Obwohl es besonders für Langzeitreisende wichtig ist, das Geld möglichst gut beisammen zu halten, solltest Du Dir im Klaren sein, dass Du gegen diese Profis nicht in 100% der Fälle gewinnen kannst. Sieh es also lieber sportlich; jedes Mal, wenn Du abgezockt wurdest, hast Du wieder etwas gelernt. Es hat gar keinen Sinn, sich darüber zu ärgern, fast immer ist Humor die beste Reaktion.
Es wäre dumm, sich über die Welt zu ärgern. Sie kümmert sich nicht darum. -Marcus Aurelius
Der klassischste Fall der Abzocke, der fast überall vorkommt, sind erhöhte Preise für Touristen. Sei es auf dem Markt, im Taxi, Restaurant, in Geschäften oder öffentlichen Verkehrsmitteln: wenn man davon ausgeht, dass die Touristen die landesüblichen Preise nicht kennen, wird man versuchen, sie nach Strich und Faden über den Tisch zu ziehen. Langzeitreisende mit engem Budget (und hier besonders die Israelis) wehren sich dagegen mit Klauen und Zähnen, während Pauschal- und Gruppenreisende (und hier besonders die Amerikaner) oft erstaunlich schmerzfrei sind und sich sogar freuen, wenn sie ein Restaurantessen für $10 kriegen – auch wenn es eigentlich nur $2 kosten dürfte. Das ist ein Problem, denn auf diese Weise wird der Wucher über kurz oder lang auch in den abgelegensten Gebieten von der Ausnahme zur Regel.
Wenn bei Einkäufen kein Preis ausgeschrieben ist, ist konsequentes Verhandeln Pflicht. Eine übliche Empfehlung ist, für ein erstes Angebot den Preis erst einmal durch 3 zu teilen. Dann kann man oft die Ware für etwa die Hälfte bekommen. Diese Strategie beruht auf der Annahme, dass von Touristen ursprünglich der doppelte Preis verlangt wird. Leider gilt diese Annahme nicht unbedingt, denn es hat sich auch bei den Händlern inzwischen rumgesprochen. Dann wird eben der 5-fache Preis verlangt, und anschließend lässt man sich auf die Hälfte runterhandeln. Damit wäre auch erklärt, warum die Händler dabei trotzdem lächeln.

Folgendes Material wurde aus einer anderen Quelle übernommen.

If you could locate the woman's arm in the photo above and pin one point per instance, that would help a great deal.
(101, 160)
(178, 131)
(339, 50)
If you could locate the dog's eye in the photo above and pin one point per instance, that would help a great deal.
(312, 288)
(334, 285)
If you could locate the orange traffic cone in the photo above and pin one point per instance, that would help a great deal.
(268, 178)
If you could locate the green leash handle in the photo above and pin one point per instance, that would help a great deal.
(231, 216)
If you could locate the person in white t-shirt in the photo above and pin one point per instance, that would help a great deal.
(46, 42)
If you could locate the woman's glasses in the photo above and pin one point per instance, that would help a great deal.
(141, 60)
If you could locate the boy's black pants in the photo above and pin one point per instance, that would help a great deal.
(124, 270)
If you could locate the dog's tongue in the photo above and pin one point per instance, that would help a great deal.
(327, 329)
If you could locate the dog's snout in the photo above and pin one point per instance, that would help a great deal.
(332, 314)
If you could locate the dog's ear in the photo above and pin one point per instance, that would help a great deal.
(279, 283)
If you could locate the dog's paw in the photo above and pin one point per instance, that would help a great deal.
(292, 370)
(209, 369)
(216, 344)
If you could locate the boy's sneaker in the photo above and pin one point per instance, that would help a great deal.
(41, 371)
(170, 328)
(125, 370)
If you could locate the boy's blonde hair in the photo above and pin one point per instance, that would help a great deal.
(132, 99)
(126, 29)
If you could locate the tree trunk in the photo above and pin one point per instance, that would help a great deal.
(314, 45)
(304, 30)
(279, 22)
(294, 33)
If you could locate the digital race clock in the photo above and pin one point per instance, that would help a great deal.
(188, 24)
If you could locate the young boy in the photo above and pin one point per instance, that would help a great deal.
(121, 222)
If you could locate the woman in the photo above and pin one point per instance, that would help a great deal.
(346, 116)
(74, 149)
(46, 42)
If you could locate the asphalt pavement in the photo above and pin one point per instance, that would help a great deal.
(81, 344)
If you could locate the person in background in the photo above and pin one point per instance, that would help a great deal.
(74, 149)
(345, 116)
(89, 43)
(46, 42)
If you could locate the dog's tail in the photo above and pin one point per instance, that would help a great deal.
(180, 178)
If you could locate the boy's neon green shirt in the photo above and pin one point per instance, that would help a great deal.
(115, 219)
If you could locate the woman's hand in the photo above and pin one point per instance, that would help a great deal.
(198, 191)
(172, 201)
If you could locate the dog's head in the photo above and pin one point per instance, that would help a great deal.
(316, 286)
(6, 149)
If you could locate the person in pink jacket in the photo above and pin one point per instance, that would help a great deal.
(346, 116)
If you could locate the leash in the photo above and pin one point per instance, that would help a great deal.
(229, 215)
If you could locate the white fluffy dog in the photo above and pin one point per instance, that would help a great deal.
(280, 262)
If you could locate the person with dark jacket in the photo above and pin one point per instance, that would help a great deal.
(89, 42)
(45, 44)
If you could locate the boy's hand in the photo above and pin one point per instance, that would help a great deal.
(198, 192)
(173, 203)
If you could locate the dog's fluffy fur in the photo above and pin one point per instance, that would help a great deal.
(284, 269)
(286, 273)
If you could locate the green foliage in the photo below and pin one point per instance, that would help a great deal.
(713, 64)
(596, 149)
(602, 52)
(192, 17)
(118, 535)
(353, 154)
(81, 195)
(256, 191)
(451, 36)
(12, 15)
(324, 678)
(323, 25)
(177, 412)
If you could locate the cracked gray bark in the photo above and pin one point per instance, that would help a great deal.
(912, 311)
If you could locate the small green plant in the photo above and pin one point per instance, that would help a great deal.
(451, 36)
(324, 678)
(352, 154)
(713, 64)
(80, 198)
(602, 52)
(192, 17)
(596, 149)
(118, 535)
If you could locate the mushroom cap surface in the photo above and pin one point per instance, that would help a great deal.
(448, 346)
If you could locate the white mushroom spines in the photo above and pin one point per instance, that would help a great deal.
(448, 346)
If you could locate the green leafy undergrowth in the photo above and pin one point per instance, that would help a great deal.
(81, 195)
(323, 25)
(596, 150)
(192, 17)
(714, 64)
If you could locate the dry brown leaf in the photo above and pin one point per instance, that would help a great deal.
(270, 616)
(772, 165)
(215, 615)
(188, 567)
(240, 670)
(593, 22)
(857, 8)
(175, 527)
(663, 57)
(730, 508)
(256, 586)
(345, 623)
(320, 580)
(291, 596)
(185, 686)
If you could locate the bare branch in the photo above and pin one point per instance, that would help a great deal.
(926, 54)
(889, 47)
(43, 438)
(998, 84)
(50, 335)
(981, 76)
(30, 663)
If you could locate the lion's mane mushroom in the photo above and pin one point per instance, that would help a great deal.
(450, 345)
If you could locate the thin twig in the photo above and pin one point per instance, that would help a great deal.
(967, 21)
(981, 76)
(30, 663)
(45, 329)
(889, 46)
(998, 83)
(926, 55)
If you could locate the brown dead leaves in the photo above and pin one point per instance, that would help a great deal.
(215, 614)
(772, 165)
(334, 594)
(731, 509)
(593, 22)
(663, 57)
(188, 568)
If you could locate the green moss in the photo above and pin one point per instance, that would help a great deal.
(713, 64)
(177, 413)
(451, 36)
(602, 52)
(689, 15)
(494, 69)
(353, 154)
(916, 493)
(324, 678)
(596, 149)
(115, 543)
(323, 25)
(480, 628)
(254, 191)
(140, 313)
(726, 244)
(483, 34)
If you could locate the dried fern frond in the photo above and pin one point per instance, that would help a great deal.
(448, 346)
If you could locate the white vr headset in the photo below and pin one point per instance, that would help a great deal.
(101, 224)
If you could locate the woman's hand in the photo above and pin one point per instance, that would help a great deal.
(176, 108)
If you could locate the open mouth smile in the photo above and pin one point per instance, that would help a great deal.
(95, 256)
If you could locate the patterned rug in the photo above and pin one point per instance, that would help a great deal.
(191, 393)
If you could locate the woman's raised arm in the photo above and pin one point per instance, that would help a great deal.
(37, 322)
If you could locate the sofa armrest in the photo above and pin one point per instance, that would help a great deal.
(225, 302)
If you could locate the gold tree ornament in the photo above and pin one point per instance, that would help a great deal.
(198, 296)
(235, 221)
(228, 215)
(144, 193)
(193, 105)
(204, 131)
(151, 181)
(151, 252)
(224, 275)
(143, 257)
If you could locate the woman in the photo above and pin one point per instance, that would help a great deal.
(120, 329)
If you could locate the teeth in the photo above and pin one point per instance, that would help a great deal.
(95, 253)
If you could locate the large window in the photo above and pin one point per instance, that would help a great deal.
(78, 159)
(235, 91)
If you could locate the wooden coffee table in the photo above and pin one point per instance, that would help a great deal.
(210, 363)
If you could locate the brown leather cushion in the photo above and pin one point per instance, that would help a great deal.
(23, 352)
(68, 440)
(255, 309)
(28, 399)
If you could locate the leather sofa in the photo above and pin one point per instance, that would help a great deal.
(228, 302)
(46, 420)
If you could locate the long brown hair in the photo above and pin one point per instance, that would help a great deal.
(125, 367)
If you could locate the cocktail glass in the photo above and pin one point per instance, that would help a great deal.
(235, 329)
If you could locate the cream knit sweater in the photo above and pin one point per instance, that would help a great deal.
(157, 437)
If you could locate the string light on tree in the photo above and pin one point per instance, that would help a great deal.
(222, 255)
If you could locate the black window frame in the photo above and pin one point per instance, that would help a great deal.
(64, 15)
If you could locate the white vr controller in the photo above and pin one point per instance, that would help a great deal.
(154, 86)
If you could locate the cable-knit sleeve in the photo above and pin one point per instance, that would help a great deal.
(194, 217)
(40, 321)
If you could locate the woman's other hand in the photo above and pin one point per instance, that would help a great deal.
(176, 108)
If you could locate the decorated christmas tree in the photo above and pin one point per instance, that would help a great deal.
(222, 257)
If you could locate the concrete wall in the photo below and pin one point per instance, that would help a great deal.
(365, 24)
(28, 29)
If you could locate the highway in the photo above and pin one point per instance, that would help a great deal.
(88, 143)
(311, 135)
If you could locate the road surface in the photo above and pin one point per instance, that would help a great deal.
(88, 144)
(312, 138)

Manchmal gibt es auch ganz offiziell unterschiedliche Preise für Einheimische und Ausländer. Zum Beispiel kostet der Eintritt in den Nationalpark Galápagos für Ecuadorianer $6, für alle anderen $100. Dies ist zwar ein krasser Fall, aber grundsätzlich ist ein duales Preissystem für Museen oder Nationalparks nicht das allerschlechteste: so bleiben die Sehenswürdigkeiten des Landes für die eigene Bevölkerung erschwinglich, während von den Touristen etwas Geld reinkommt. Blöd finde ich aber, wenn sich das System auch auf andere Lebensbereiche erstreckt, z.B. wenn Touristen nicht den Zug für Einheimische benutzen dürfen, sondern mit teuren Touristenzügen fahren müssen (wie auf der Strecke nach Macchu Picchu). Auf diese Weise wird nämlich eine Parallelwelt für Touristen geschaffen, die es fast unmöglich macht, Land und Leute kennen zu lernen.

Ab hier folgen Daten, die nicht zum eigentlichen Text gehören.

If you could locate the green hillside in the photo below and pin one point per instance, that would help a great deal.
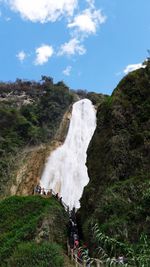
(117, 198)
(32, 232)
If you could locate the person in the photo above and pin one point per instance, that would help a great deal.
(57, 196)
(73, 214)
(121, 259)
(61, 201)
(43, 191)
(39, 189)
(49, 194)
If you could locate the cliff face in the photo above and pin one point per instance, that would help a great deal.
(34, 119)
(117, 195)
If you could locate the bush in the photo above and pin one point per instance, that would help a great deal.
(39, 255)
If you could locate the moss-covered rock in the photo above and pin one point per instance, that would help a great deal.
(118, 163)
(34, 223)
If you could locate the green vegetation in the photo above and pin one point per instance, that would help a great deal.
(22, 221)
(30, 114)
(117, 197)
(31, 254)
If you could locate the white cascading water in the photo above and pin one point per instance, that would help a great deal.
(65, 171)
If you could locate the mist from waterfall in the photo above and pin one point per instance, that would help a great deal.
(65, 171)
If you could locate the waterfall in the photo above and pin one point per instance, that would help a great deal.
(65, 171)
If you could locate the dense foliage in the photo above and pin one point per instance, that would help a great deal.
(20, 219)
(30, 114)
(117, 198)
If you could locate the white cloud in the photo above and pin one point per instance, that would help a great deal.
(88, 21)
(67, 70)
(7, 19)
(43, 10)
(71, 48)
(21, 56)
(43, 53)
(133, 67)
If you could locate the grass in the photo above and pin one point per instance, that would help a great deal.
(20, 219)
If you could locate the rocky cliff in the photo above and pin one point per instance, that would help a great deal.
(118, 194)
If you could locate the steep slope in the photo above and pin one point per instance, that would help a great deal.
(118, 194)
(30, 117)
(32, 232)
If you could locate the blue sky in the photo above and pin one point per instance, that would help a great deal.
(88, 44)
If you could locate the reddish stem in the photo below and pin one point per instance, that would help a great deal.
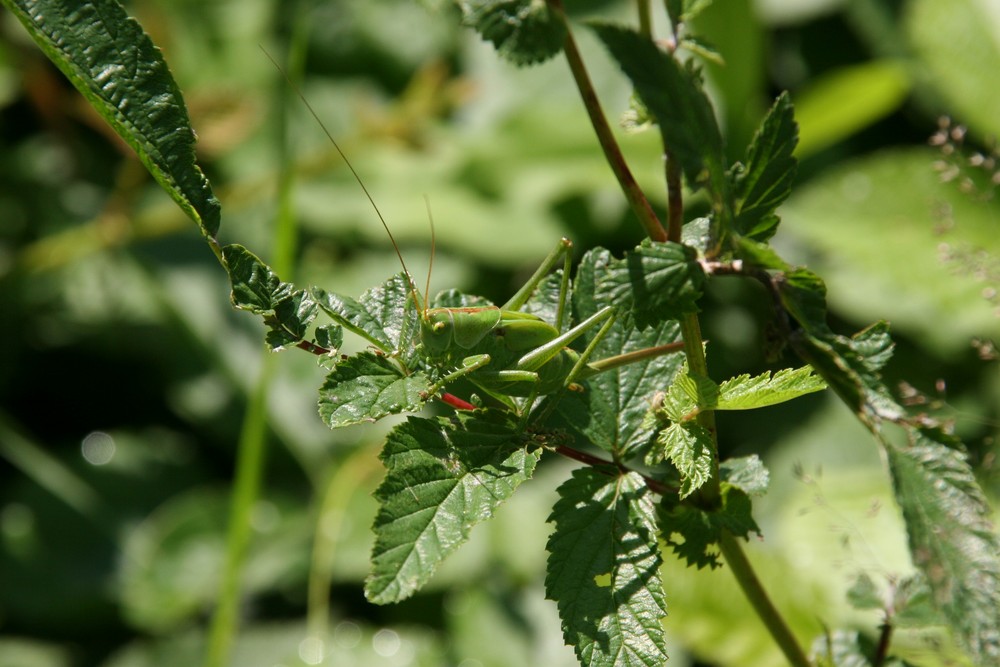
(456, 402)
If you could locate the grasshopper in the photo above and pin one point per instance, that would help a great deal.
(505, 352)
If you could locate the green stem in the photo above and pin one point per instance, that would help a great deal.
(252, 448)
(347, 477)
(644, 8)
(246, 489)
(633, 193)
(733, 552)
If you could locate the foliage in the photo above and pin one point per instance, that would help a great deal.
(596, 376)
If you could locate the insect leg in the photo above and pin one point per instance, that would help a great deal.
(561, 251)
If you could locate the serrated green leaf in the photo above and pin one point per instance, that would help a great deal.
(673, 94)
(442, 478)
(330, 336)
(610, 412)
(604, 569)
(746, 393)
(700, 390)
(524, 32)
(841, 648)
(655, 282)
(850, 366)
(764, 181)
(699, 530)
(367, 387)
(115, 65)
(383, 315)
(952, 539)
(678, 404)
(746, 473)
(255, 287)
(688, 446)
(864, 594)
(292, 316)
(844, 101)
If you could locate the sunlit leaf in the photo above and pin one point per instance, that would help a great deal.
(764, 181)
(952, 539)
(109, 58)
(745, 393)
(609, 412)
(604, 564)
(442, 477)
(367, 387)
(381, 316)
(673, 94)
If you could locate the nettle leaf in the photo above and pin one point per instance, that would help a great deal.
(604, 569)
(746, 393)
(367, 387)
(291, 319)
(609, 412)
(443, 476)
(746, 473)
(114, 64)
(913, 605)
(864, 594)
(850, 366)
(673, 94)
(692, 532)
(764, 181)
(655, 282)
(384, 315)
(524, 32)
(688, 446)
(952, 539)
(330, 336)
(255, 287)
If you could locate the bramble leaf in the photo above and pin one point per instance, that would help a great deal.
(330, 336)
(656, 282)
(746, 393)
(443, 476)
(689, 446)
(292, 316)
(524, 32)
(383, 315)
(604, 569)
(699, 530)
(255, 287)
(952, 539)
(113, 63)
(367, 387)
(764, 181)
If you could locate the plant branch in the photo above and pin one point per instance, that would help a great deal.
(675, 198)
(733, 552)
(612, 152)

Je mehr Du über die richtigen Preise weißt, desto leichter wirst Du Touristenfallen erkennen und umgehen können.
Kaufe nicht gleich im ersten Laden. Am besten gehst Du vorher mal auf den Markt/Basar und schaust Dich um. Wenn Du nicht weißt, ob der Preis korrekt oder zu hoch ist, dann ist er wahrscheinlich zu hoch.
Es ist wichtig zu wissen, dass in vielen Fällen nicht nur Ladenbesitzer oder Hoteliers an Dir verdienen, sondern auch derjenige, der Dich als Kunde bzw. Gast vermittelt hat. Provisionen sind ein gängiges Mittel, um Leute in Etablissements zu kriegen, die anders nicht konkurrenzfähig wären. Im günstigsten Fall liegt das daran, dass ein Hotel neu ist und noch in keinem Reiseführer erwähnt wird, aber oft sind diejenigen, die Provisionen zahlen (müssen) diejenigen, die schlechte Leistungen oder überhöhte Preise haben. Schließlich müssen die Provisionen auch bezahlt werden, und zwar letztlich von Dir.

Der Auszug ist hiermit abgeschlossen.